Chebyshev Inequality - How is the following inferred ??

Question

In chapter 3, Norm and Distance of Introduction to Applied Linear Algebra by Boyd, an example explaining the Chebyshev inequality for standard deviation is given as:

Consider a time series of return on investment, with a mean return of 8%, and a risk (standard deviation) 3%.

The author states -

By the Chebyshev inequality, the fraction of periods with a loss (i.e., $x_i$ ≤ 0) is no more than $(\frac{3}{8})^2 = 14.1%$. (In fact, the fraction of periods when the return is either a loss, $x_i$ ≤ 0, or very good, $x_i$ ≥ 16%, is together no more than 14.1%.)

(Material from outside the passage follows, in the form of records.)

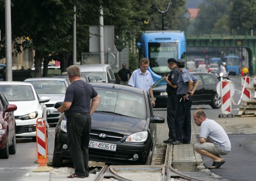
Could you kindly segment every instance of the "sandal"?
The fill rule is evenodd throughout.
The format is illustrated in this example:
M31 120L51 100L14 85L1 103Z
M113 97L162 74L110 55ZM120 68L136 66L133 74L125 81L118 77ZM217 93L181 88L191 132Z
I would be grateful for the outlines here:
M213 162L212 163L212 165L211 167L210 167L208 168L208 169L217 169L220 167L220 166L225 163L225 161L222 160L220 162Z
M77 174L75 173L73 174L71 174L69 176L67 176L68 178L85 178L85 176L79 176Z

Currently, I know that the Chebyshev inequality states that If k is the number of entries of x that satisfy |$x_i$ − avg(x)| ≥ a, then $\frac{k}{n}$ ≤ $(\frac{std(x)}{a})^2$ .

But I am not able to correlate this to the example. Can someone please explain, how $(\frac{3}{8})^2$ is inferred?

Answer 1

The way to see that is to remember he wants to know the fraction of periods incurred in losses, i.e. $$x_i <= 0$$.

If the mean return is 8% it implies that in order to have a loss, $$a$$ has to be equal or greater than 8. So $$a = 8$$ here. Also the reason he says the fraction of periods is no more than 14.1% for either a loss, $$x_i <= 0$$ or for very good returns, $$x_i >= 16$$.